Multi-step prediction of physiological tremor with random quaternion neurons for surgical robotics applications

Digital filters are employed in hand-held robotic instruments to separate the concomitant involuntary physiological tremor motion from the desired motion of micro-surgeons. Inherent phase-lag in digital filters induces phase distortion (time-lag/delay) into the separated tremor motion and it adversely affects the final tremor compensation. Owing to the necessity of digital filters in hand-held instruments, multi-step prediction of physiological tremor motion is proposed as a solution to counter the induced delay. In this paper, a quaternion variant for extreme learning machines (QELMs) is developed for multi-step prediction of the tremor motion.

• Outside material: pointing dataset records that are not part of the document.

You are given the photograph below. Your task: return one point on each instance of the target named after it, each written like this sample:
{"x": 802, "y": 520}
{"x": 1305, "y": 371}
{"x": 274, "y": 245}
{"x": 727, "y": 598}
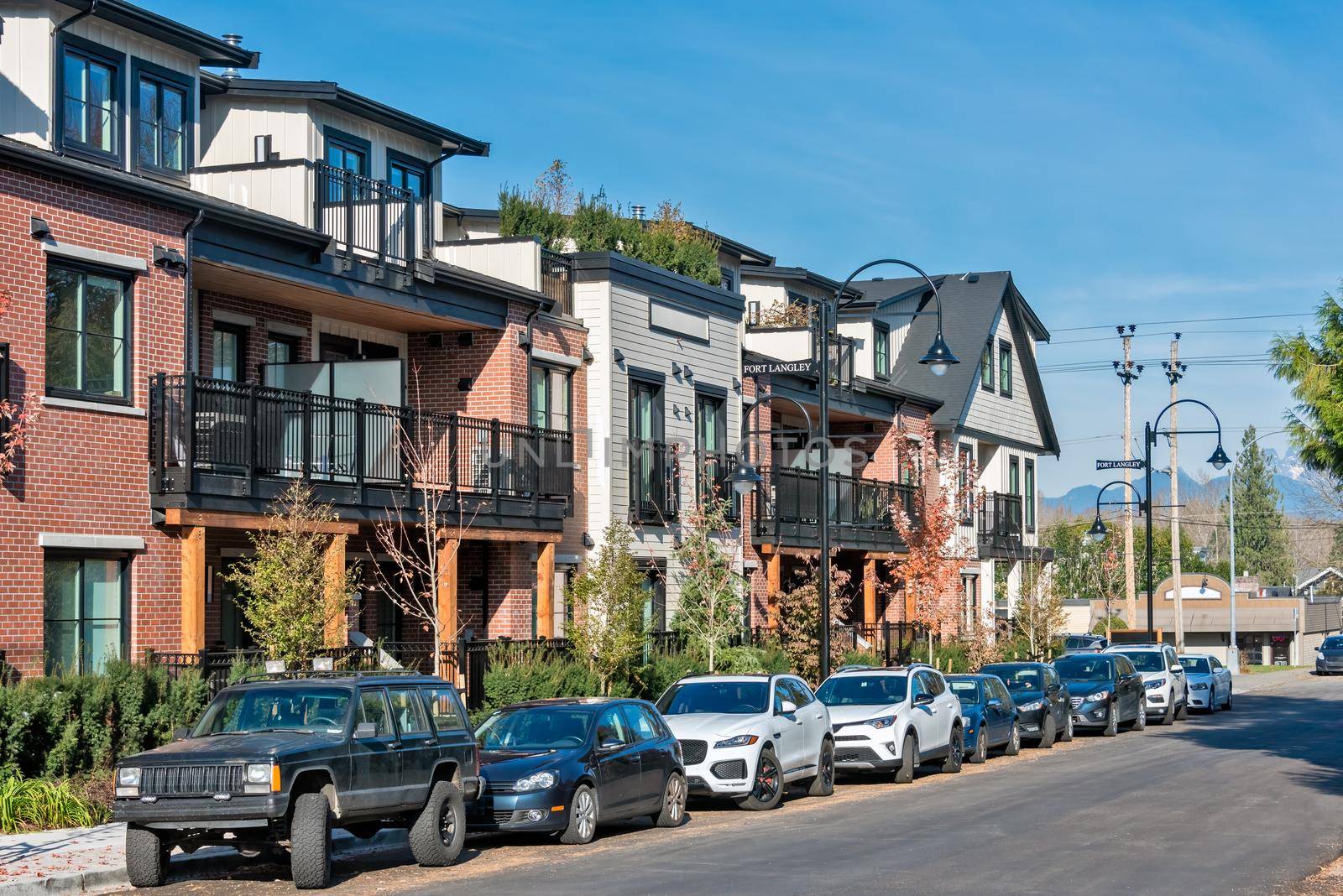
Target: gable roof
{"x": 973, "y": 305}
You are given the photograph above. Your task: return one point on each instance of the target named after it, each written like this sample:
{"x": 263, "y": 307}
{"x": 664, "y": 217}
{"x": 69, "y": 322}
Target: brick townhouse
{"x": 225, "y": 284}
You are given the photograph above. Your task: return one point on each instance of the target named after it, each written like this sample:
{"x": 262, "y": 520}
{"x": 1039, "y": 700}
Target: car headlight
{"x": 541, "y": 781}
{"x": 740, "y": 741}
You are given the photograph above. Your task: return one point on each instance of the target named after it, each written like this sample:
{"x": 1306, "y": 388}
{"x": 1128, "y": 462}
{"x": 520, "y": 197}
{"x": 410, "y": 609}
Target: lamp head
{"x": 939, "y": 357}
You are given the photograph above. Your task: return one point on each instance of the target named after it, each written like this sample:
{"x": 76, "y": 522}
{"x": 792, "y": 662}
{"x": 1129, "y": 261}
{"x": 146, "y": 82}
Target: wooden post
{"x": 192, "y": 589}
{"x": 870, "y": 593}
{"x": 333, "y": 575}
{"x": 546, "y": 591}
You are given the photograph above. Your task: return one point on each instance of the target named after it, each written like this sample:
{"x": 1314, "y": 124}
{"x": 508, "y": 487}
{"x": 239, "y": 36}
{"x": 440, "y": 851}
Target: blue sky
{"x": 1128, "y": 163}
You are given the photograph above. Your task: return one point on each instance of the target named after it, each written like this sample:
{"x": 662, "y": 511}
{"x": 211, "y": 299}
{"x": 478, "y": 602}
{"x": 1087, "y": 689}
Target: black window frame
{"x": 91, "y": 51}
{"x": 124, "y": 609}
{"x": 145, "y": 70}
{"x": 81, "y": 393}
{"x": 881, "y": 351}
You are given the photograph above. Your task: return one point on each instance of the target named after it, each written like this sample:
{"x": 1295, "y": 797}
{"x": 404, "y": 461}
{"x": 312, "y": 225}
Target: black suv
{"x": 286, "y": 758}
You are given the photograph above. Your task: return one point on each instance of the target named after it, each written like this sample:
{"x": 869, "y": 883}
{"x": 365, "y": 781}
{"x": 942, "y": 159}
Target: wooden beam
{"x": 870, "y": 591}
{"x": 218, "y": 519}
{"x": 546, "y": 591}
{"x": 333, "y": 585}
{"x": 194, "y": 589}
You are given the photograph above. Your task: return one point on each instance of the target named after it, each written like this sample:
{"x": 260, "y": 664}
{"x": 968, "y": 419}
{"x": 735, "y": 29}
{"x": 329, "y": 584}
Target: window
{"x": 1027, "y": 499}
{"x": 84, "y": 612}
{"x": 227, "y": 352}
{"x": 161, "y": 117}
{"x": 87, "y": 334}
{"x": 881, "y": 349}
{"x": 551, "y": 392}
{"x": 91, "y": 91}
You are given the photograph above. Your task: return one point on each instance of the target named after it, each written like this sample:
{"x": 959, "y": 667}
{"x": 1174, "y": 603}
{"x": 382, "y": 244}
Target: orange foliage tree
{"x": 937, "y": 546}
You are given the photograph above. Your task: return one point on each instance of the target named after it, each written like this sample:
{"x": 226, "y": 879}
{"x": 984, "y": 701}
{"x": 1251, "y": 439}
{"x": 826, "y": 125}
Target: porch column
{"x": 870, "y": 591}
{"x": 546, "y": 591}
{"x": 333, "y": 577}
{"x": 192, "y": 589}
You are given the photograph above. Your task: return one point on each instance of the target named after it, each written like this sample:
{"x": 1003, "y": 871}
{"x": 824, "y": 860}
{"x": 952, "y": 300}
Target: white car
{"x": 1163, "y": 679}
{"x": 749, "y": 737}
{"x": 892, "y": 719}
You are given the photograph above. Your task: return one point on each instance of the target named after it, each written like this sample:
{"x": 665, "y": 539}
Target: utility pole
{"x": 1127, "y": 373}
{"x": 1175, "y": 372}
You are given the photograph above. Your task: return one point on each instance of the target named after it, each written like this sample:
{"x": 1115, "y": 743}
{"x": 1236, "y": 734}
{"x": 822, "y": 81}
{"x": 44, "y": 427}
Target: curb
{"x": 210, "y": 859}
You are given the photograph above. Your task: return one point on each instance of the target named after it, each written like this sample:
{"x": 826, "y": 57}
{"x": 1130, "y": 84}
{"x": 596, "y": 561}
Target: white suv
{"x": 1163, "y": 679}
{"x": 893, "y": 719}
{"x": 749, "y": 737}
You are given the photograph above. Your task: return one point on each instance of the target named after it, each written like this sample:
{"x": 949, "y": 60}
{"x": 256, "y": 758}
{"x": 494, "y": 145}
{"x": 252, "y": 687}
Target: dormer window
{"x": 91, "y": 90}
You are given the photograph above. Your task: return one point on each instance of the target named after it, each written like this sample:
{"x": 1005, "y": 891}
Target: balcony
{"x": 1000, "y": 524}
{"x": 217, "y": 445}
{"x": 789, "y": 508}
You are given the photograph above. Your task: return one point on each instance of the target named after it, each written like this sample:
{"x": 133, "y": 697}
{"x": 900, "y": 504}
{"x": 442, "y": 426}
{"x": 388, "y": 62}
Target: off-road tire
{"x": 147, "y": 857}
{"x": 440, "y": 829}
{"x": 908, "y": 759}
{"x": 311, "y": 842}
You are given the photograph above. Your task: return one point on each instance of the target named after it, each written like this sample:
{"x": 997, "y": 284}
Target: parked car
{"x": 1329, "y": 656}
{"x": 1107, "y": 691}
{"x": 306, "y": 753}
{"x": 1084, "y": 644}
{"x": 893, "y": 719}
{"x": 1209, "y": 681}
{"x": 749, "y": 737}
{"x": 987, "y": 715}
{"x": 1044, "y": 714}
{"x": 567, "y": 765}
{"x": 1163, "y": 679}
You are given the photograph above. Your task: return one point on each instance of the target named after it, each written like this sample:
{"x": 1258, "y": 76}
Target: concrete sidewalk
{"x": 81, "y": 860}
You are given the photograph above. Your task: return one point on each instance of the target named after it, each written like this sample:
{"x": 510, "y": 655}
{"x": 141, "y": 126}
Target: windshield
{"x": 1017, "y": 678}
{"x": 281, "y": 708}
{"x": 863, "y": 690}
{"x": 732, "y": 698}
{"x": 1081, "y": 667}
{"x": 964, "y": 688}
{"x": 1146, "y": 660}
{"x": 535, "y": 728}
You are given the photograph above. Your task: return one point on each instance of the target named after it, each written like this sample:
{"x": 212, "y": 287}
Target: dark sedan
{"x": 1044, "y": 712}
{"x": 1107, "y": 691}
{"x": 568, "y": 765}
{"x": 987, "y": 715}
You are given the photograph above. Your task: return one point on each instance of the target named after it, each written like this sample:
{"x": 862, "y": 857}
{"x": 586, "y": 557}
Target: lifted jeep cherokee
{"x": 282, "y": 759}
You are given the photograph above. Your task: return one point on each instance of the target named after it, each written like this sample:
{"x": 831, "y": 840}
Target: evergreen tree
{"x": 1262, "y": 544}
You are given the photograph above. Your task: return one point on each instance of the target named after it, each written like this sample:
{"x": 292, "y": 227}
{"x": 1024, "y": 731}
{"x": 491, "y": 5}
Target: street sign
{"x": 807, "y": 367}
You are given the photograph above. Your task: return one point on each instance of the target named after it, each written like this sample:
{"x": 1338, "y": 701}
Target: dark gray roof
{"x": 971, "y": 305}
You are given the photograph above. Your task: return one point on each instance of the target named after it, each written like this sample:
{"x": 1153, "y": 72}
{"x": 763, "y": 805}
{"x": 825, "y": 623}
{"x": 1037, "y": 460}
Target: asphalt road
{"x": 1241, "y": 802}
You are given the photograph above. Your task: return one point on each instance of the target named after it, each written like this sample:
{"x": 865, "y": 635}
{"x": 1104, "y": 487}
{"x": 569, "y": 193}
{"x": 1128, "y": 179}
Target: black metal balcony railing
{"x": 369, "y": 217}
{"x": 655, "y": 482}
{"x": 792, "y": 497}
{"x": 1000, "y": 519}
{"x": 557, "y": 279}
{"x": 250, "y": 432}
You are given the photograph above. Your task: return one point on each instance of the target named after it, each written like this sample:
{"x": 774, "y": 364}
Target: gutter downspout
{"x": 188, "y": 326}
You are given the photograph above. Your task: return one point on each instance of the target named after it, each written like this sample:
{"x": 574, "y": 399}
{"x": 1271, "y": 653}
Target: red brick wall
{"x": 85, "y": 471}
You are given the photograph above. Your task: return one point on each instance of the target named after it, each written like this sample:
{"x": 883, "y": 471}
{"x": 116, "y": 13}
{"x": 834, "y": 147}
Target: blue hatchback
{"x": 989, "y": 715}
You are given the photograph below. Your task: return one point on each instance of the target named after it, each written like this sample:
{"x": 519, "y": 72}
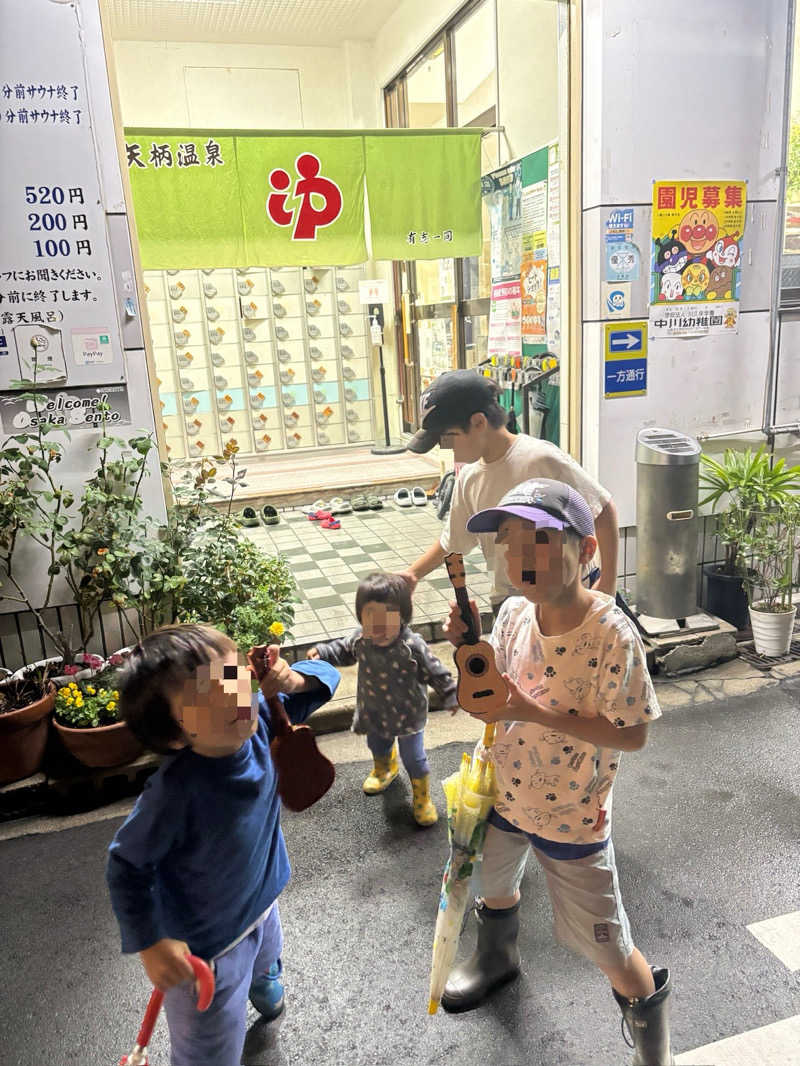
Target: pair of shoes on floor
{"x": 267, "y": 516}
{"x": 411, "y": 497}
{"x": 366, "y": 501}
{"x": 336, "y": 506}
{"x": 267, "y": 992}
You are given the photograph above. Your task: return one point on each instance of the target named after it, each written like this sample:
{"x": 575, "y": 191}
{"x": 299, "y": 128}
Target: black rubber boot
{"x": 495, "y": 962}
{"x": 648, "y": 1020}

The learning paradigm of the QELM integrates the identified underlying relationship from 3-D tremor motion in the Hermitian space with the fast learning merits of ELMs theories to predict the tremor motion for a known horizon. Real tremor data acquired from micro-surgeons and novice subjects are employed to validate the QELM for various prediction horizons in-line with the delay induced by the order of digital filters. Prediction inferences underpin that the QELM method elegantly learns the cross-dimensional coupling of the tremor motion with random quaternion neurons and hence obtained significant improvement in prediction performance at all prediction horizons compared with existing methods.